Tsar Samouil, le village des meilleures pastèques !

Photo: BGNES

« 80% de tous les fruits et légumes qu’on trouve cet été sur le marché bulgare sont importés ». C’est ce qu’a souligné dans une interview accordée à l’agence de presse BTA la présidente du Conseil de direction de l’Union nationale des maraîchers Mariana Milténova. En raison de la grêle et de la sécheresse en août dernier, les fruits et des légumes sont toujours vendus sur le marché à des prix élevés.  

Le village Samouil de la région de Silistra (Bulgarie du nord-est) est cependant l'illustration de la façon dont la production agricole peut subir des changements en fonction des conditions, de la consommation et de la demande. Il y a quelques années, ce village était le leader dans la culture de tabac. Mais en résultat des prix d’achat très bas et des problèmes qui en découlaient, les agriculteurs du village ont renoncé à le cultiver et y ont planté des arbres fruitiers et en particulier des abricots. Dans les champs sur la côte du Danube où l’irrigation se fait plus facilement ont cependant été plantées des pastèques de très bonne qualité. Et voilà que le village est devenu célèbre dans la région comme l’endroit où l’on peut trouver les meilleures pastèques. C’était pourtant insuffisant pour les producteurs locaux qui se sont également lancés dans la production de pêches et de cerises, la production de légumes ayant également pris de l’ampleur. En un rien de temps sont aussi apparues des serres dans lesquelles aussi bien en hiver qu’en été on cultive déjà des concombres, des tomates, des salades, entre autres, qu’on vend sur les marchés en Bulgarie du nord-est. Nuri Ismaïl du village Tsar Samouil est un maraicher de souche. Pendant la saison des conserves, nous rencontrons Nuri au marché des légumes de la ville de Koubrat. Accompagné de sa femme Aïché, Nuri y vend des tomates, des aubergines, des piments, des concombres, du poivron, entre autres.

Nuri Ismaïl et son épouse Aïché
Mon père est le fondateur de la culture maraîchère au village. Il y a environ 45 ans, il avait été le premier à se mettre à cultiver des légumes – nous raconte Nuri Ismaïl et ajoute – Aujourd’hui c’est moi qui poursuis la tradition. J’ai renoncé à mon métier de charpentier et la production de légumes est aujourd’hui ma principale occupation qui assure à ma famille les principaux moyens de subsistance. La production de fruits et légumes exige beaucoup de travail et de persévérance, le principal facteur pour qu’une récolte soit bonne étant également l’irrigation. Nous autres, agriculteurs du village, nous ne savons pas ce que c’est le repos ni en hiver, ni en été. Les prix des légumes en province, à la différence de Sofia, sont relativement bas. Nous cultivons une variété bulgare de tomates qui s’appelle « Magie rose ». Pour la première fois cette année nous réussissons à vendre nos tomates au prix de 2,50 leva le kilo (1,25 euros). Chaque année au moment de préparer les conserves pour l’hiver, les prix des légumes baissent dramatiquement mais cette année, en raison des abondantes pluies et de la grêle, ainsi que suite à la forte sécheresse du mois d’août dernier, au lieu de baisser, les prix ont commencé à monter. Je vends ma production principalement sur les marchés des villes de Toutrakan et de Koubrat (Bulgarie du nord-est).  

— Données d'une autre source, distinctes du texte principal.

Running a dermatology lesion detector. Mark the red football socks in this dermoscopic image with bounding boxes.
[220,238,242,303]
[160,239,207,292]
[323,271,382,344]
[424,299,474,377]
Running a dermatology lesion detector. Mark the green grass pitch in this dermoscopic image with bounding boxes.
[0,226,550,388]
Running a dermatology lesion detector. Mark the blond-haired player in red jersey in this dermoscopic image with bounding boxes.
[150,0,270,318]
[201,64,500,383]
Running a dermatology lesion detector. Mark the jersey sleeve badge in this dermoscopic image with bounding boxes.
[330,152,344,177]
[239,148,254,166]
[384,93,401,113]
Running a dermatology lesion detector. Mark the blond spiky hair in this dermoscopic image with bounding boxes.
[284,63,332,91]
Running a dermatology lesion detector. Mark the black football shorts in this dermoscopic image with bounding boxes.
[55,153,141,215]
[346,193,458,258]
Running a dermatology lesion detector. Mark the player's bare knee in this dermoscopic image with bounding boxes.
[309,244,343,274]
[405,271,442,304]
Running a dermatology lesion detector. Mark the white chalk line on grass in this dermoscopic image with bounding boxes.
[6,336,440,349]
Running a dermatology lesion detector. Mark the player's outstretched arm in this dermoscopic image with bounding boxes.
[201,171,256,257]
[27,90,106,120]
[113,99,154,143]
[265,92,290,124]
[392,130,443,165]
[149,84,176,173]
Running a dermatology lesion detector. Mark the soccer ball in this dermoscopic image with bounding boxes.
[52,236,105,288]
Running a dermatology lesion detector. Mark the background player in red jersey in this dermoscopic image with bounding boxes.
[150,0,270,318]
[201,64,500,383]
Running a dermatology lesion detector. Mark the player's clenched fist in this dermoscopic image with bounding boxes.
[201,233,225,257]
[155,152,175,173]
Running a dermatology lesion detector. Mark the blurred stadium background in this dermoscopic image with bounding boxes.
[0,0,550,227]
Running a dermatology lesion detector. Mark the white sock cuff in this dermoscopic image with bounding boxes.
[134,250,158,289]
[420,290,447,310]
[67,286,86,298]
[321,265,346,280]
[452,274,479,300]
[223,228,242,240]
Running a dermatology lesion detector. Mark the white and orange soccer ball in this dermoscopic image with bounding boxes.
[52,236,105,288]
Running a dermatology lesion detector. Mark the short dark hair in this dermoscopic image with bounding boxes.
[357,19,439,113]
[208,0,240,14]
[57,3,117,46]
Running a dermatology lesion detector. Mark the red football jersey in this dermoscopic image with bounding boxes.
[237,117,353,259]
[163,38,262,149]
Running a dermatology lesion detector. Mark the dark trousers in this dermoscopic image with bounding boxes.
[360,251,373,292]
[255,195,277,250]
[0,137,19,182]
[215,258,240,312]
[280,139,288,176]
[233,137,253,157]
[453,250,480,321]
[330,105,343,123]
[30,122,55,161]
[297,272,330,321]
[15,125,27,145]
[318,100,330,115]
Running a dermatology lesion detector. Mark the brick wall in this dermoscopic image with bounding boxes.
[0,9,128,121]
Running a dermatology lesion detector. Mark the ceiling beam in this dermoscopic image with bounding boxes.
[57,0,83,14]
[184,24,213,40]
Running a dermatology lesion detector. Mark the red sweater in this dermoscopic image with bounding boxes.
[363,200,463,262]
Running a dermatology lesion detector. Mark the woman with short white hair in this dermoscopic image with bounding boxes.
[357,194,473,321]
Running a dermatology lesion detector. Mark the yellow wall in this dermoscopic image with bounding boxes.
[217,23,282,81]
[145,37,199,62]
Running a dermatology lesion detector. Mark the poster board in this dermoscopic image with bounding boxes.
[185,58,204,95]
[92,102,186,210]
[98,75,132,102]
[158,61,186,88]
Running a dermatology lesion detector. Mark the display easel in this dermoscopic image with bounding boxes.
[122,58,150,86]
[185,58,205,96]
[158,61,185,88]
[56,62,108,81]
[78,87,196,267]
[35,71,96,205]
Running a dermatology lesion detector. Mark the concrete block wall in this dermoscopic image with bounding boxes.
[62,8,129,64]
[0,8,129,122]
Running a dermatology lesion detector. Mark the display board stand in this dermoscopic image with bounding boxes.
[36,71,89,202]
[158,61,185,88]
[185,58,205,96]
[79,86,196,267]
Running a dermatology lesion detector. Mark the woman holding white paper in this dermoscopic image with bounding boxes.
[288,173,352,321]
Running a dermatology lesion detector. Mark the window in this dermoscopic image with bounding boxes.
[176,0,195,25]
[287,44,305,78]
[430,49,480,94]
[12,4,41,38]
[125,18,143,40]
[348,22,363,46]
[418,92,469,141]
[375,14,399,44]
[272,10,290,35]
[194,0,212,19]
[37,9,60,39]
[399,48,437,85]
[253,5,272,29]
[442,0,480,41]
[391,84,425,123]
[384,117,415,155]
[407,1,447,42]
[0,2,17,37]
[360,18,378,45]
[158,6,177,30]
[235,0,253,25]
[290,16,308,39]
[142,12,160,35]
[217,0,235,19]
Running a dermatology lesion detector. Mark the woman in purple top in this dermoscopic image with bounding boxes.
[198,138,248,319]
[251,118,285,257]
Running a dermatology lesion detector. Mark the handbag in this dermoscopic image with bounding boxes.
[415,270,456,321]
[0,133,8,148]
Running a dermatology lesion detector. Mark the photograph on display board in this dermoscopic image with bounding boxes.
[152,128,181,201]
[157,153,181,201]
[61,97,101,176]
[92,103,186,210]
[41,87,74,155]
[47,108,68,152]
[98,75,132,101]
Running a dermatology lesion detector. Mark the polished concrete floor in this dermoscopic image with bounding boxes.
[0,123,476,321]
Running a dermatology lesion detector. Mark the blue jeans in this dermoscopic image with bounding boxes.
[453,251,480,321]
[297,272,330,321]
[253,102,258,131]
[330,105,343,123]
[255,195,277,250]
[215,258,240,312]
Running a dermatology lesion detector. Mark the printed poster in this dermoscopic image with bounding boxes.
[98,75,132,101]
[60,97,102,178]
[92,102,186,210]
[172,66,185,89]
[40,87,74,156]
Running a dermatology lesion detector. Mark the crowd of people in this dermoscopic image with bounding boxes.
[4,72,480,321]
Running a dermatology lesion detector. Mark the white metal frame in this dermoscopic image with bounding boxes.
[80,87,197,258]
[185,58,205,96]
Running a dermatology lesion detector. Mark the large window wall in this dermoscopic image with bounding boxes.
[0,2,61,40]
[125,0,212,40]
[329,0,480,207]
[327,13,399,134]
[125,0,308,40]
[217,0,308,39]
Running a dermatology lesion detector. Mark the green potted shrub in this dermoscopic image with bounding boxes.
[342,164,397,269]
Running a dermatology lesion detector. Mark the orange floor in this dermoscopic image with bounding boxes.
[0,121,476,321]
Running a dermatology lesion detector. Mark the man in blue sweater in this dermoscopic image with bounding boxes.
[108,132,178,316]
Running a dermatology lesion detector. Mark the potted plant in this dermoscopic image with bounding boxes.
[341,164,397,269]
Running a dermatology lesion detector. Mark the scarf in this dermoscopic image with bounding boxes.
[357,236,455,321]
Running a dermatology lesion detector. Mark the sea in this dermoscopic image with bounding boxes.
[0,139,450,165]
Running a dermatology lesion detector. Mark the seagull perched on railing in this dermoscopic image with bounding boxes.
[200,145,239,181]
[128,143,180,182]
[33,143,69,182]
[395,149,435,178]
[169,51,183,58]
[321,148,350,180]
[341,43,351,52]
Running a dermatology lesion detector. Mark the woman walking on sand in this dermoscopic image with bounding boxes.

Le plus grand problème qu’on rencontre dans cette partie de la Dobroudja (région de la Bulgarie du nord-est) c’est la pénurie d’eau. Bien que notre village se situe à une dizaine de kilomètres seulement du Danube, les systèmes d’irrigation datant de l’époque du socialisme sont détruits, alors qu’en raison du sol très calcaire l’eau n’est accessible qu’en très grande profondeur. Nuri Ismaïl a de ce fait creusé un puit dans son jardin qui lui a coûté 5 mille euros. Avec l’aide de ses enfants il réussit à produire des légumes mais il avoue que les jeunes n’ont pas vraiment envie de s’occuper de jardinage. A la question de savoir quelle partie des légumes et des fruits qui sont vendus au marché de Koubrat sont bulgares, Nuri Ismaïl répond :

Environ 20% des fruits et légumes vendus au marché sont bulgares. Les 80% restants viennent de la Roumanie, de la Turquie et de la Grèce. Vous pouvez reconnaître les vrais producteurs agricoles par la quantité relativement limitée de légumes et fruits qu’ils vendent. Là, où les rayons sont abondamment chargés, ce sont en fait les revendeurs. Vous vous poserez certainement la question de savoir quelle en est la raison ? Et bien, nos villages sont de plus en plus désertés, les jeunes préfèrent chercher du boulot ailleurs car le travail au village ne les attire guère car demandant beaucoup de temps, ainsi qu’un incessant travail.